A few years ago, maybe ten, laser cutting businesses were rare and high tech and it seemed that fabricators were looking for excuses to give jobs to the very few which existed. Mostly as an experiment to find out what the new machines offered to their products. Now they are a little more numerous and the mystique less, well mystifying.
Similarly waterjet cutters are increasingly utilised when ten years ago only government in our technology park could afford to own one for experimental and prototype work.
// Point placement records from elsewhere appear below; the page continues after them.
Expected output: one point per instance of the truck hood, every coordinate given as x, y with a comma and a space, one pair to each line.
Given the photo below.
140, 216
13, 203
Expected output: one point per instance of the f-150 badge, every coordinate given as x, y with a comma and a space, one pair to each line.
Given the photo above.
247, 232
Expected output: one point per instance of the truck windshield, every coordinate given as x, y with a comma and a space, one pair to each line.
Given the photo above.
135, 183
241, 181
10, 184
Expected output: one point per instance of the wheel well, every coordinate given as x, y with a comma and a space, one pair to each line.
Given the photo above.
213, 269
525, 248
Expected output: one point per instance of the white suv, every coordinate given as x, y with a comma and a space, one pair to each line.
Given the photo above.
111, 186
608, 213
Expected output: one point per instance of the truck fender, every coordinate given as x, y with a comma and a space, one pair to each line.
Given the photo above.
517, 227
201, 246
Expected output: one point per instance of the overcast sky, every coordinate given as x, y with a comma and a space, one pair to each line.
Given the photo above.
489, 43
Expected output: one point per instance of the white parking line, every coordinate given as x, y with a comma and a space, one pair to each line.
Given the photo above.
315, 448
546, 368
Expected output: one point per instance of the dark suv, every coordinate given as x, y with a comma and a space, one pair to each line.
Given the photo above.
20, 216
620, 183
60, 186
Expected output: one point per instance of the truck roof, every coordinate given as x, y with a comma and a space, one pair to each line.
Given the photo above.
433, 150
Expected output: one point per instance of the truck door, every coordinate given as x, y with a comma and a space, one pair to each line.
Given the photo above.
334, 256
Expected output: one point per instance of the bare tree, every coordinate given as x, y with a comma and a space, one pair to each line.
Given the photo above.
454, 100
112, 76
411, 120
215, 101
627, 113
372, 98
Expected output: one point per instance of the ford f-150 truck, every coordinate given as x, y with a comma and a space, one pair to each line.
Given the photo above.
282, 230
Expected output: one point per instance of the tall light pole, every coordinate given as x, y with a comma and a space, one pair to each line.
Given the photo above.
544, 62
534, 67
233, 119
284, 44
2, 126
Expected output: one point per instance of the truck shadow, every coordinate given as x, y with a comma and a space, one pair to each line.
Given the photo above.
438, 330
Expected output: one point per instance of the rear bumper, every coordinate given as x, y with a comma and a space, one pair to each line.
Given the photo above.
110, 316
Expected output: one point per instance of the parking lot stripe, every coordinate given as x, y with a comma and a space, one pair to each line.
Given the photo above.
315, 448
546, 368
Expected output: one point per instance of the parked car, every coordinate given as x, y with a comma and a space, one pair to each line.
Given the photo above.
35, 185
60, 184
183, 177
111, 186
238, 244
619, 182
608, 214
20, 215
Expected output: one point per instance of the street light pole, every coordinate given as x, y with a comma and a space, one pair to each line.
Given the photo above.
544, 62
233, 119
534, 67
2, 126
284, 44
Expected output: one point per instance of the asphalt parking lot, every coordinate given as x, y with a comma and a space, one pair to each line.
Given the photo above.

As private firms established their waterjets they complained at having to compete against the government owned machine and so the government body was forced to sell their machine.
If there is any point to this rant could I suggest that maybe 20 years ago when much of the capital machinery in use here was old and worn out business owners were forced to take a very serious look at the future of their enterprises.
With the many new pressures like metrication, standards, closer tolerances being demanded and new responsibilities of collecting indirect taxes for the government in the form of the Goods and Services tax business owners had to decide if they wanted to compete in this new much more competitive environment.
Quite a number of business owners chose to retire while a few made a very significant commitment to new technology machine tools and being prepared to challenge the Asian juggernaut for a share of a shrinking local market.
If you think back ten or twenty years how may machinists would there be who were familiar with computer controlled anything. Okay NC machining was here and there but in the main still relied on punched tape programs.
So is there a question in this diatribe? One that occurs to me is do you all realise how far we have come in such a short time? Our fathers didn't have to cope with such a revolutionary change in the way their trade was performed or the skills they had to acquire. In my opinion many of the people participating in this forum have had to undergo an extreme learning curve with, I suspect, little help from their employers.
It's a very different thing to train new machinists in the new technology but quite another to introduce older employees who for decades performed tasks not much differently than the approach that their grandfathers adopted and while working in their trade had to upgrade their skills so significantly.
Are you coping with the demands of this new manufacturing environment or do you just want to give up and go fishing?